Under Pressure, US Commercial Real Estate May Get Relief
The Wall Street Journal reports today that the US Treasury is considering issuing rules that will make it easier for property developers and investors and their loan servicers to restructure commercial real estate debt.
Tax rules make it difficult for borrowers who are current on their payments to hold restructuring talks with the servicers of commercial mortgages that were packaged and sold as bonds., the WSJ reports.
“At present, developers and investors complain that only those who are delinquent can talk to servicers of these bonds, named commercial-mortgage-backed securities, or CMBS. But now the Treasury is considering issuing guidance that would allow servicers to start talking about ways to avoid defaults and foreclosures sooner, possibly at least two years ahead of the maturity date of a loan, these people said. ”
Reuters reports that the default rate of U.S. commercial real estate bank loans reached its highest level in 15 years and is not expected to peak until 2011, according to a report by Real Estate Econometrics.
Meanwhile, Standard & Poor’s announcement of a proposed new ratings model for CMBS is adding to the headaches of the commercial real estate market. FT Alphaville has a good rundown of the story so far.
S&P’s move is seen as a threat to the Federal Reserve’s TALF program since the central bank says only “AAA” bonds are eligible, whereas S&P’s model is likely to result in downgrades of many CMBS below that level.
In a June 4 report on the the potential rating impact of its proposed methodology changes S&P said transactions from the 2007 vintage are likely to experience the greatest impact if the criteria are adopted, “as most tranches currently rated ‘AAA’ with 30% credit enhancement (”super dupers”) would likely be downgraded. The downgraded classes would have a weighted average rating (WAR) of ‘A’. Under our ‘AAA’ stress, losses from this vintage range from 12.3% to 60.4%.”

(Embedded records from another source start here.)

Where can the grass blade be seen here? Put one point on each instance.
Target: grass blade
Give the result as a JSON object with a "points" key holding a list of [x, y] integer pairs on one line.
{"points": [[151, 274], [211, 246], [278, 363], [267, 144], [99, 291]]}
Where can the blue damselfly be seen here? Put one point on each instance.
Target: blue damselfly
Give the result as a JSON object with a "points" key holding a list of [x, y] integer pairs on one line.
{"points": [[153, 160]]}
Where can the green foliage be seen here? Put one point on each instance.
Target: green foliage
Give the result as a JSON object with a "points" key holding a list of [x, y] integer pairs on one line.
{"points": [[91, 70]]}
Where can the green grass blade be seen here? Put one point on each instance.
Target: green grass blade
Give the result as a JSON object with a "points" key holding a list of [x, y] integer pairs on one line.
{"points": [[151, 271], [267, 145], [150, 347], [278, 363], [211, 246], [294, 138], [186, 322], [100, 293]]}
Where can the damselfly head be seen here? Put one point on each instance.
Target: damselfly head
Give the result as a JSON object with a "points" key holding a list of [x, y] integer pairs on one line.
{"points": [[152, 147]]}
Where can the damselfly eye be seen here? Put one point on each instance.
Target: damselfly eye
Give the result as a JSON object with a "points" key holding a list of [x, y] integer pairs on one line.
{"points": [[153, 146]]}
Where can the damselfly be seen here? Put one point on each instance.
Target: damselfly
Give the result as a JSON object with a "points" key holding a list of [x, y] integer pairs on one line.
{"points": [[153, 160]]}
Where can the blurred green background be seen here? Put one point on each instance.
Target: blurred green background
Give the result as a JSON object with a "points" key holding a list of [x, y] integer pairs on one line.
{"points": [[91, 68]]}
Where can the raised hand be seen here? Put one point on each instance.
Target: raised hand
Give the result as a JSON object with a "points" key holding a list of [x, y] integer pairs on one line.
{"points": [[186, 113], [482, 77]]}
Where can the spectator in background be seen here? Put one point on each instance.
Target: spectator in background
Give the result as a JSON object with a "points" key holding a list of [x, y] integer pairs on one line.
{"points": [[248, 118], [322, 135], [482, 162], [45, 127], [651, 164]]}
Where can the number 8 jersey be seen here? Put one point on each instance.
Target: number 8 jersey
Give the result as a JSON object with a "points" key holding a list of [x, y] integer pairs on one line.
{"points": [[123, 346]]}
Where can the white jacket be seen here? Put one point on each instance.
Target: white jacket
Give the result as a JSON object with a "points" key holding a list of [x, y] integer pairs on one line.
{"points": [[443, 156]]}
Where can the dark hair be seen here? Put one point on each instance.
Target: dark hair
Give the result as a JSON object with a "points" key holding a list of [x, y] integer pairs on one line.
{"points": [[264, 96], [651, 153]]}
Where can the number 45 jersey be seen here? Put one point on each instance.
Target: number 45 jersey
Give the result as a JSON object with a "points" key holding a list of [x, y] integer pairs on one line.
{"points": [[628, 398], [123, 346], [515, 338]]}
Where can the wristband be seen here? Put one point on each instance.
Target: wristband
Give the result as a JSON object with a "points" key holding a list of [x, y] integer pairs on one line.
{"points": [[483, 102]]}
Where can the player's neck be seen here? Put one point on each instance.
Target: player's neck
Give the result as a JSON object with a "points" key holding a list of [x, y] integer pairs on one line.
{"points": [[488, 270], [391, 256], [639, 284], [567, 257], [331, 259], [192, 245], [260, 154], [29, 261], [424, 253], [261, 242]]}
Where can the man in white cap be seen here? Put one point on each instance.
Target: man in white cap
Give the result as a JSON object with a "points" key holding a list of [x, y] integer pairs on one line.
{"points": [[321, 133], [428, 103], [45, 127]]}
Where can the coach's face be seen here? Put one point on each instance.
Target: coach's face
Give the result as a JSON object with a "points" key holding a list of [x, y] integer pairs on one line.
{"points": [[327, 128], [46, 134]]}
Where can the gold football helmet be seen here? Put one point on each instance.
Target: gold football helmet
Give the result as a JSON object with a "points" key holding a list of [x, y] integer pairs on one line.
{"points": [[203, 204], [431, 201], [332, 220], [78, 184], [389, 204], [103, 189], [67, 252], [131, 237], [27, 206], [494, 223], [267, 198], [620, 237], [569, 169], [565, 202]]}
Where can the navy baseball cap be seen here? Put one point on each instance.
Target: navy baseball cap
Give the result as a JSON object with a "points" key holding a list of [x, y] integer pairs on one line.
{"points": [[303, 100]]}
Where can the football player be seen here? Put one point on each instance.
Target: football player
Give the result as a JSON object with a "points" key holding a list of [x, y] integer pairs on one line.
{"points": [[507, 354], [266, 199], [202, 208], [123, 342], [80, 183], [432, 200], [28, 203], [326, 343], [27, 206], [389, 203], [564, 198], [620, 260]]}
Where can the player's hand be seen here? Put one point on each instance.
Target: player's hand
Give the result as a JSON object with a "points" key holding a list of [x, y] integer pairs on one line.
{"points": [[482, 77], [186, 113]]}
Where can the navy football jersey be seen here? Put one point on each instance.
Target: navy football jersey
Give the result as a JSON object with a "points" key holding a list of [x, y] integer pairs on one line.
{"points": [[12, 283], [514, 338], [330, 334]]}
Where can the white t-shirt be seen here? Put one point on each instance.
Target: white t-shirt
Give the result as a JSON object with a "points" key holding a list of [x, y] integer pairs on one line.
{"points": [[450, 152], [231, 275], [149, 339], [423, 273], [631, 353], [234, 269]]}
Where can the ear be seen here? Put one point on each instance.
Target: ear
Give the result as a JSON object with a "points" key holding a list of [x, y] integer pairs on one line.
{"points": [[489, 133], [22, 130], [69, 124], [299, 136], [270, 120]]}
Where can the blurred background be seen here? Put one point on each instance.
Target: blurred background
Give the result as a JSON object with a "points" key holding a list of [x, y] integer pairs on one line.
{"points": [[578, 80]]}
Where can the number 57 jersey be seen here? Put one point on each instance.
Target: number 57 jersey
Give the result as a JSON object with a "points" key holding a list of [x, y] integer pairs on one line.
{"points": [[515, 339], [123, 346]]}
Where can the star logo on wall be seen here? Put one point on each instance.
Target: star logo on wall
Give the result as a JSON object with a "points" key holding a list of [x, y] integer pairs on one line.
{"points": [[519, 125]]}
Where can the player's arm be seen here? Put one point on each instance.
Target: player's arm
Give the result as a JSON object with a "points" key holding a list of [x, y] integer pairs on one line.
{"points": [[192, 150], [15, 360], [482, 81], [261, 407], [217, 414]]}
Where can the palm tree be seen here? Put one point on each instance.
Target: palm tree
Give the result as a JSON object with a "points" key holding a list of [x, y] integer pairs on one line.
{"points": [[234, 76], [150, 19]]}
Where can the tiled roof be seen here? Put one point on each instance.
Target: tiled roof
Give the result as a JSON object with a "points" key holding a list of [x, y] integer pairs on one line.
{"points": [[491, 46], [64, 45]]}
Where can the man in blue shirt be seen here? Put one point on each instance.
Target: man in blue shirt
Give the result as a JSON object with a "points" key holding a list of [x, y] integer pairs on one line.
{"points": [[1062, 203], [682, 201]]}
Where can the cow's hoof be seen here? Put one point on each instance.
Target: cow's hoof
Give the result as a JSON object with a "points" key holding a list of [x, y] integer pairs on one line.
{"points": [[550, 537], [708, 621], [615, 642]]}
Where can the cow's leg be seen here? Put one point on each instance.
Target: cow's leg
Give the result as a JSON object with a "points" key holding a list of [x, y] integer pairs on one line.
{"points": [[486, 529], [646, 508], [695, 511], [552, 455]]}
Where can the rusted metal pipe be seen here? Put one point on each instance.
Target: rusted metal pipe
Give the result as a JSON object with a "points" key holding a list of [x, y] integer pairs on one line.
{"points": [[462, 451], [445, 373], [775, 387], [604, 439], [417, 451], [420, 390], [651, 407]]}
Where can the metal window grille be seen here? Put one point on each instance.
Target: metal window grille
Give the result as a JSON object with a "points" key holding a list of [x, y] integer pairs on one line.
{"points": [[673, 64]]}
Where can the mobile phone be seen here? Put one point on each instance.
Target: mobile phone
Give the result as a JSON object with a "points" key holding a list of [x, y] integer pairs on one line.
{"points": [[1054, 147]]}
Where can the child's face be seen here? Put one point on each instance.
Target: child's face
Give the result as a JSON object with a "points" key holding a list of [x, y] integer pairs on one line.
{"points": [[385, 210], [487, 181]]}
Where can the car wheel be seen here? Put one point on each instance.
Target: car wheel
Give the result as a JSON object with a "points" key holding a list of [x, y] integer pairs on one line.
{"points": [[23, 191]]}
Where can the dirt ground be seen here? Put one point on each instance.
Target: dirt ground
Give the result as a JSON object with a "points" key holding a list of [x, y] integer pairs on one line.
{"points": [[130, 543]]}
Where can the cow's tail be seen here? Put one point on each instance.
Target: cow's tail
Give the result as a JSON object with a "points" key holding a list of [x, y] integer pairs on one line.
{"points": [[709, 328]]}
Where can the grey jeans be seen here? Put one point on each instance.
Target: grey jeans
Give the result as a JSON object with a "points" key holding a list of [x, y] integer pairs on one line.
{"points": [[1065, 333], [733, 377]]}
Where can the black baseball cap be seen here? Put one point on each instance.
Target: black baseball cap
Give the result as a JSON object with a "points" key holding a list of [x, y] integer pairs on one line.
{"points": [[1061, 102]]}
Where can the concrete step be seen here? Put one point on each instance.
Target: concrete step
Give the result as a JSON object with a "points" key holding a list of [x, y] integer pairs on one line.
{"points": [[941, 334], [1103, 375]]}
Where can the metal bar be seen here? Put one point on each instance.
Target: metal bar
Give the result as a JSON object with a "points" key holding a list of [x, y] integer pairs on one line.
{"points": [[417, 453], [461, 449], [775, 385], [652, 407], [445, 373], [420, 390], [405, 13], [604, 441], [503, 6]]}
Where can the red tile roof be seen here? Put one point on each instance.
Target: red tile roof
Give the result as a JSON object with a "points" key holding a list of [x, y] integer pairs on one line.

Linda Lowell at Housing Wire takes S&P to task for the proposed changes:
“Just as markets were beginning to firm, S&P yells fire sale. Investors take losses if they sell, and those who mark to market (money managers, mutual funds, hedge funds, etc.) take losses even if they don’t sell. And crushing the market for credit tranches does nothing to improve prospects for issuers of new, TALF or not, deals hoping to place subordinate cash flows.”